Regards, Kristoffer.

---------------------------------------------------------------------------
Kristoffer H. Holm					eunet: stuf@diku.dk
Institute of Datalogy (1. sal N), Univ. of Copenhagen,
DK-2100 Copenhagen East, DENMARK
---------------------------------------------------------------------------

art@buengc.BU.EDU (A. R. Thompson) (08/31/88)

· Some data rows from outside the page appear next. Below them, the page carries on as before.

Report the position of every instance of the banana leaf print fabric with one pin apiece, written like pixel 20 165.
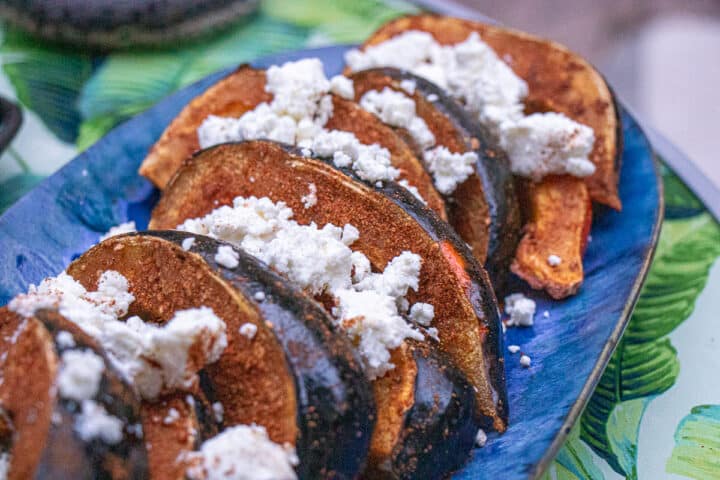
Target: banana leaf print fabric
pixel 656 411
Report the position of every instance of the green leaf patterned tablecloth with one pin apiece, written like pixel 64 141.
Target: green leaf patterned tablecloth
pixel 655 413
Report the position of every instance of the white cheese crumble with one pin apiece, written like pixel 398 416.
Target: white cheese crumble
pixel 151 358
pixel 310 199
pixel 248 330
pixel 525 361
pixel 127 227
pixel 218 412
pixel 64 339
pixel 227 257
pixel 80 374
pixel 188 243
pixel 243 452
pixel 94 422
pixel 342 87
pixel 448 169
pixel 319 260
pixel 481 438
pixel 472 73
pixel 297 114
pixel 554 260
pixel 521 310
pixel 172 416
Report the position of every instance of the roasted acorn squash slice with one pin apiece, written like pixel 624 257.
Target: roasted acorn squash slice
pixel 294 376
pixel 41 425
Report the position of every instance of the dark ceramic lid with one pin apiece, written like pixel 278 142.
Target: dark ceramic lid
pixel 106 24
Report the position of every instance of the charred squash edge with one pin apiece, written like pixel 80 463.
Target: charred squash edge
pixel 335 410
pixel 62 454
pixel 472 279
pixel 603 185
pixel 226 98
pixel 492 169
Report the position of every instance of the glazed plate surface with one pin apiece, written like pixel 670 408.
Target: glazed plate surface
pixel 101 188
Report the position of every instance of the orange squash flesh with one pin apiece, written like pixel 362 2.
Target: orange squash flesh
pixel 560 218
pixel 242 91
pixel 216 176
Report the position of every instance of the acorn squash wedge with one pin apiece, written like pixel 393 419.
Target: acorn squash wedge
pixel 483 209
pixel 294 376
pixel 242 91
pixel 390 221
pixel 41 426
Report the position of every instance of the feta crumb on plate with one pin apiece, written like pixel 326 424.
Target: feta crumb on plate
pixel 227 257
pixel 521 310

In article <3987@freja.dk> stuf@freja.dk (Kristoffer H. Holm) writes:
>In article <840@buengc.BU.EDU> art@buengc.BU.EDU (A. R. Thompson) writes:
>>...
>>we modified an existing compiler.  There was a boolean variable spelled
>>"ttyinuse".  Upon reading the code we discovered that when the variable
>>"ttyinuse" was true the tty was NOT in use!
>>I'm not arguing in favor of excessive comments.  I am however saying that
>>assigning "meaningful" spellings to identifiers can be very tricky.
>
>Why, it should have been named tty_not_in_use (or TtyNotInUse if you prefer
>that)!  In my opinion, properly written Pascal programs only need 
>intensional comments, stating the purpose of chunks of code -- the primary
>purpose of comments is to allow the reader/maintenance programmer to SKIP
>code that is irrelevant to him/her!  In the example a comment would have
>done no good (especially not a misleading one)!

My point was, and is, that assigning "meaningful" spellings to identifiers
can be misleading.  Sometimes we think that the spelling is actually
denoting the meaning when in reality its meaning is only valid in the
context of the programming language.

>
>>This allows you to change the counter range by changing only the value of
>>a constant and buys you the advantages of named types.
>
>In general I don't agree: you use the wrong principle.  Constants and
>Types shall only be named if they can be misunderstood, or are used in
>more than one place.  And it is OK to have the constants 0 and 1 in ranges.
>Otherwise you commit a sin similar to over-commenting, and use to many
>different names. In the above example,
>
>	type	string_index = 1..whatever;
>	var	r: stringindex;
>
>is more readable---note that "string_index" is a better type name than
>"counterrange": it shows the intension of the type, not its applications!
>Of course, "r" should be called something else (not apparent from the
>example).

This is wholly a matter of style.  The caveat of only naming constants etc
if they are subject to use in more than one place assumes the program will
not be modified in the future to require such multiple usage.  Again, it's
really a matter of style, it's just that I make it a habit to use such a
style which gives me, I claim, more flexibility at low cost.